Michele Kearney's Nuclear Wire

Major Energy and Environmental News and Commentary affecting the Nuclear Industry.

Friday, February 1, 2013

An Unhappy Anniversary: With 15 Years of Broken Promises, Nuclear Waste and Liability Costs Continue to Pile Up

An Unhappy Anniversary: With 15 Years of Broken Promises, Nuclear Waste and Liability Costs Continue to Pile Up

January 31, 2013
WASHINGTON, DC – Today marks 15 years since the federal government has defaulted on its legal responsibility to store our nation’s nuclear waste. According to the law, the Department of Energy was supposed to begin accepting nuclear waste at Yucca Mountain by January 31, 1998. Since then, 76 lawsuits have been filed over DOE’s failure to meet its obligation, costing taxpayers over $1.6 billion dollars. Liability costs are estimated to total $19.1 billion through 2020, and $500 million for each year of delay after that.
The Government Accountability Office estimates that nearly $15 billion has been spent on research surrounding the Yucca Mountain repository since 1983, $9.5 billion of which has been directly collected from the public's electric bills. The federal government is still collecting approximately $750 million per year from electricity consumers to pay for a repository that isn’t getting built.
Rather than fulfill its commitment to the law and reopen Yucca Mountain, the Obama administration is now suggesting we hit the reset button and start all over.
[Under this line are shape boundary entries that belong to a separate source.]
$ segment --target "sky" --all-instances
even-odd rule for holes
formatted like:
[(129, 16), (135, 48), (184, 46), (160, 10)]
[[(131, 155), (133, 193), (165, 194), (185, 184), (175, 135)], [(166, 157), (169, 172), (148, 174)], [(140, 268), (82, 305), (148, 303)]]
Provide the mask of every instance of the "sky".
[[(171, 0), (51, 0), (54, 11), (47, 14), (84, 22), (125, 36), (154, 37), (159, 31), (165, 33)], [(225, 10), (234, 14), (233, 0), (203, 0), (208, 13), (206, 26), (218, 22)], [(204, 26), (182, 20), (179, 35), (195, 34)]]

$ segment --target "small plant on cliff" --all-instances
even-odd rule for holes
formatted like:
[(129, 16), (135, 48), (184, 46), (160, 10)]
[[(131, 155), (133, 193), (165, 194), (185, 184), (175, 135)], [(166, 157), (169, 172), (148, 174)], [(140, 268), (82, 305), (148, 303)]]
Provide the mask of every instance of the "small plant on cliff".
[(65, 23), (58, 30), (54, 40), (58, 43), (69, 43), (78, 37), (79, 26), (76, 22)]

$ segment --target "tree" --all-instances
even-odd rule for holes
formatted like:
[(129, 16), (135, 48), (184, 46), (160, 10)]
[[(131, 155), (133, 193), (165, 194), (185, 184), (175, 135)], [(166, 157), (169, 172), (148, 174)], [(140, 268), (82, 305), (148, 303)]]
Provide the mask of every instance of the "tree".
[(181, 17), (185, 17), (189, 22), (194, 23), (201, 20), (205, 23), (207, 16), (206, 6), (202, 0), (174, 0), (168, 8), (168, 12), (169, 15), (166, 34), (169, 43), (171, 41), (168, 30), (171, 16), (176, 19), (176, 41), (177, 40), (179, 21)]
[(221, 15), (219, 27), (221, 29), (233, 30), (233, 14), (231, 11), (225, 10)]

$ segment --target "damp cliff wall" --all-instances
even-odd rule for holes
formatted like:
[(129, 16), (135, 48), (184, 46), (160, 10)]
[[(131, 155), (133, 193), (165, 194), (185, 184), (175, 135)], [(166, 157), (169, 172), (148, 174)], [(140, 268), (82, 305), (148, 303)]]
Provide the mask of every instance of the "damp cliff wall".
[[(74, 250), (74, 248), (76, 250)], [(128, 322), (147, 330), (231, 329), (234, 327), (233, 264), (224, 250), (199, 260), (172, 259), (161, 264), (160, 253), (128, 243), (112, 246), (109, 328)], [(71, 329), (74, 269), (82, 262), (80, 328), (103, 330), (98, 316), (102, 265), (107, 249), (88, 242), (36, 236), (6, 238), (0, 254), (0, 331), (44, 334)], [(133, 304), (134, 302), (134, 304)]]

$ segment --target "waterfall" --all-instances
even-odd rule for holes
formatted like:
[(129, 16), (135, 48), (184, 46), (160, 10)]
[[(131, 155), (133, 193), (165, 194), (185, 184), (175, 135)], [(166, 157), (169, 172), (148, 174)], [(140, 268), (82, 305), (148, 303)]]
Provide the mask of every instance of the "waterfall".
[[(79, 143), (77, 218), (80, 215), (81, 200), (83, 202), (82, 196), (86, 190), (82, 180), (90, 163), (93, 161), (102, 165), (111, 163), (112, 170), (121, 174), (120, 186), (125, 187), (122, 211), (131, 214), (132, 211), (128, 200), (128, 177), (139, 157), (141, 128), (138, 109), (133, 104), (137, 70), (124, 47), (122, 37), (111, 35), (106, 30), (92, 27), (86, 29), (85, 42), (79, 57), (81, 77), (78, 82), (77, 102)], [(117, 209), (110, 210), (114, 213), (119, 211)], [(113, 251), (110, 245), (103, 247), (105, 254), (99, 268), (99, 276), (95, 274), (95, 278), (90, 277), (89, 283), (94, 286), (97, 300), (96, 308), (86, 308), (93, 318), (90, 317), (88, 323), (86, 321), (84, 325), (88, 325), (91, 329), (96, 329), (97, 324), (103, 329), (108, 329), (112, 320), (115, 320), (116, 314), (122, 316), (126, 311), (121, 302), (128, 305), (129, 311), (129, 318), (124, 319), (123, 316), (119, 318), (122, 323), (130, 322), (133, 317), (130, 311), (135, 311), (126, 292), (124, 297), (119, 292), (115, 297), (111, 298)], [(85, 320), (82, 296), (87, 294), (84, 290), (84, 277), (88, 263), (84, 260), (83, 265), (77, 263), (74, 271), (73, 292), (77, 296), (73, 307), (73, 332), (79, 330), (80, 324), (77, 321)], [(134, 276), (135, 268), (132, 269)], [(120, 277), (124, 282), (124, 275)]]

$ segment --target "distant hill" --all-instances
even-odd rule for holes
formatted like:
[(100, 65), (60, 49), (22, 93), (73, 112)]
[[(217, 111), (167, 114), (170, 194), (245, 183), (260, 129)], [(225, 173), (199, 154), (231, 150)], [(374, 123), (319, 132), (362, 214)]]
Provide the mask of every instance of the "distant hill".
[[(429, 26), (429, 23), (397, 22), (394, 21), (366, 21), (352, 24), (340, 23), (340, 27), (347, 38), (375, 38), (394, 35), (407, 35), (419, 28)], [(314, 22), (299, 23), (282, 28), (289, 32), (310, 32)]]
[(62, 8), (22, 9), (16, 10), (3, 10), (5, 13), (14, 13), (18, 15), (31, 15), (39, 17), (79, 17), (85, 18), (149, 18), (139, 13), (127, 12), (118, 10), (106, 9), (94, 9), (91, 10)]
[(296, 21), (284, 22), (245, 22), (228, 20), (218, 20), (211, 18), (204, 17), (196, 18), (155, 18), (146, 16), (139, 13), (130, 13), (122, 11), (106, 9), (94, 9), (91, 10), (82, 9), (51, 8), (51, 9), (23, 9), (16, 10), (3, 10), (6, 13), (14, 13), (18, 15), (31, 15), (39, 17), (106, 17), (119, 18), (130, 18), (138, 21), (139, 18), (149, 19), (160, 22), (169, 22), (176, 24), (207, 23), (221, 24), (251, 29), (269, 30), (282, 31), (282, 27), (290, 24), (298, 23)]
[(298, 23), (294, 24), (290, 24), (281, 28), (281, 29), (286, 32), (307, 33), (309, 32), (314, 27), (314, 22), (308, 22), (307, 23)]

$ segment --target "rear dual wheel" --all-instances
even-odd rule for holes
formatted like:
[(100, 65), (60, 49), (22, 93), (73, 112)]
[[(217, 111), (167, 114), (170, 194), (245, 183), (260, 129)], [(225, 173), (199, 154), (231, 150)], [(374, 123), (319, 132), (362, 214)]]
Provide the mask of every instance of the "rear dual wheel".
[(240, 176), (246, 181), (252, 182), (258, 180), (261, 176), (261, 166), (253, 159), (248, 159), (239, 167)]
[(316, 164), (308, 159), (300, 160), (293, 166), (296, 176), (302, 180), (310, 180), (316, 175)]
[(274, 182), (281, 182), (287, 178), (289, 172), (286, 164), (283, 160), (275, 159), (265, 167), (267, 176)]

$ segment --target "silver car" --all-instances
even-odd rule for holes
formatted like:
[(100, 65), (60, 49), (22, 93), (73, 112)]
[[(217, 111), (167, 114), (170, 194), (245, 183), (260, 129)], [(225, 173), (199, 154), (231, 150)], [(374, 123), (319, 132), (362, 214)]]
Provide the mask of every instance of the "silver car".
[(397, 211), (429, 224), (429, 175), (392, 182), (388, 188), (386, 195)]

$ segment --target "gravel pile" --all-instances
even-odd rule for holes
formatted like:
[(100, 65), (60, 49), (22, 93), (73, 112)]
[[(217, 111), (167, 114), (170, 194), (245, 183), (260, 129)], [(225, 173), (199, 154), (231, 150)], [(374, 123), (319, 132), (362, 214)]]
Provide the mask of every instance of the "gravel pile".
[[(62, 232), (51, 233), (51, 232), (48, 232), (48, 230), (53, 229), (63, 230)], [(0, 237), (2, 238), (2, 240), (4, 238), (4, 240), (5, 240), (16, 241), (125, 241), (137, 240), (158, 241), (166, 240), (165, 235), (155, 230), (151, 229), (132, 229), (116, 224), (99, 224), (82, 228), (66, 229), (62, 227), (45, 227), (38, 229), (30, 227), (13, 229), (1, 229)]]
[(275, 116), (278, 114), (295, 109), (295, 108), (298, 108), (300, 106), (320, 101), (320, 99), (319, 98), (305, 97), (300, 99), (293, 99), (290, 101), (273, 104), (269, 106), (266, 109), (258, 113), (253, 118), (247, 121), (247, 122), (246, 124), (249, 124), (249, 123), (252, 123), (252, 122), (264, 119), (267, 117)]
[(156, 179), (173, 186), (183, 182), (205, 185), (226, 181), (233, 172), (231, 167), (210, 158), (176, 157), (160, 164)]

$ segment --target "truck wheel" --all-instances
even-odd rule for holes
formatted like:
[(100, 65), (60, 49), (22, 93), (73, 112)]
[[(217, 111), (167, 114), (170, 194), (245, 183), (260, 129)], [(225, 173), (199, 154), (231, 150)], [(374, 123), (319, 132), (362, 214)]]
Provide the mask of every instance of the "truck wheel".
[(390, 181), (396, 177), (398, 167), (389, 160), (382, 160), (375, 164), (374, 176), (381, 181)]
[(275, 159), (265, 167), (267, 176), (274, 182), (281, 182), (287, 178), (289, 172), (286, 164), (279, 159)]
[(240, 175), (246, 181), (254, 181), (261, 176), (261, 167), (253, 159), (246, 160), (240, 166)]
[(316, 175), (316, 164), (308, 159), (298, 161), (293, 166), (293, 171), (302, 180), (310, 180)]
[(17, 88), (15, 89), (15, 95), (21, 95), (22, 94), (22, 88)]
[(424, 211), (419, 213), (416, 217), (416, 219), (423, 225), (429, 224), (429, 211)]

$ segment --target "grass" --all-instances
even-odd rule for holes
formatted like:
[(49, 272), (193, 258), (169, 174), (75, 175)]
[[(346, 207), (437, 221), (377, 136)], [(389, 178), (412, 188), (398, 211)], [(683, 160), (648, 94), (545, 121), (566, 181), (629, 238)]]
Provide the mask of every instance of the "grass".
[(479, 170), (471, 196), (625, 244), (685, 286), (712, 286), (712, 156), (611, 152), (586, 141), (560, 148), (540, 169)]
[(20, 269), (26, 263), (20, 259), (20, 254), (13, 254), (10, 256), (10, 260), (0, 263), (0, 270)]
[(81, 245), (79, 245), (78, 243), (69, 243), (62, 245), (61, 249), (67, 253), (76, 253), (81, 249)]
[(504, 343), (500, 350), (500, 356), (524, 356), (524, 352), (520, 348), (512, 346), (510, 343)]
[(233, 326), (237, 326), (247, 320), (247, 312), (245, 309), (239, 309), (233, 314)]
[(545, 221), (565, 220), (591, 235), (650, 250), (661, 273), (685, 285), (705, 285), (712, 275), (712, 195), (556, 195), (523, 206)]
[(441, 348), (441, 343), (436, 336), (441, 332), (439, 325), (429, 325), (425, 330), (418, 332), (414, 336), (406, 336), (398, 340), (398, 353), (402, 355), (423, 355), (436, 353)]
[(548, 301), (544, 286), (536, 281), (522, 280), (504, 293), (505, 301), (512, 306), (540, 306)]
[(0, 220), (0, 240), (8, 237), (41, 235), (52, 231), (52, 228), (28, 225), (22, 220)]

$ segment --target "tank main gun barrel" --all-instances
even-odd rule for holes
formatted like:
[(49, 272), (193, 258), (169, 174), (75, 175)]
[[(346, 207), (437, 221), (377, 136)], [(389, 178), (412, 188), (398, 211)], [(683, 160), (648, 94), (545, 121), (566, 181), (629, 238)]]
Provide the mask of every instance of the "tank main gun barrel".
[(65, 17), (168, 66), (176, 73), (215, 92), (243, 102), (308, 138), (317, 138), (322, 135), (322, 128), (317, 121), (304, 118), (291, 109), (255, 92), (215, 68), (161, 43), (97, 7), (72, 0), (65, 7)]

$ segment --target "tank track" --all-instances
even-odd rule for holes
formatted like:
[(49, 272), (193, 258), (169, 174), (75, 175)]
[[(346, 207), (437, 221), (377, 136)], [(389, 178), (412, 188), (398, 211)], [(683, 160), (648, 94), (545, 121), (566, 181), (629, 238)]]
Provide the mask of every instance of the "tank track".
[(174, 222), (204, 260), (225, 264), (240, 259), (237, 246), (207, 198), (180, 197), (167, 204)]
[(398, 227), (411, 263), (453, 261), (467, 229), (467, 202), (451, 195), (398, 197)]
The final recommendations of the administration’s Blue Ribbon Commission on America's Nuclear Future completely ignored Yucca Mountain and called for a new nuclear repository to be open by 2048.
“Here we are 15 years later and we still have no nuclear repository. Prior to the Obama administration's interruption the Yucca Mountain project, the landmark effort was nearing the finish line. The suggestion by the Obama administration that the law does not matter and we should hit the reset button on decades of work and billions of taxpayer dollars spent and start all over is irresponsible and outrageous,” said Environment and the Economy Subcommittee Chairman John Shimkus (R-IL). “Taxpayers and ratepayers have already poured billions of dollars into Yucca Mountain and the liability costs continue to increase every day we delay progress toward a nuclear waste solution. The federal government has the responsibility to safely store our nation’s nuclear waste, and yet spent nuclear fuel continues to pile up at sites across the country. We can’t afford another 35 years of inaction.”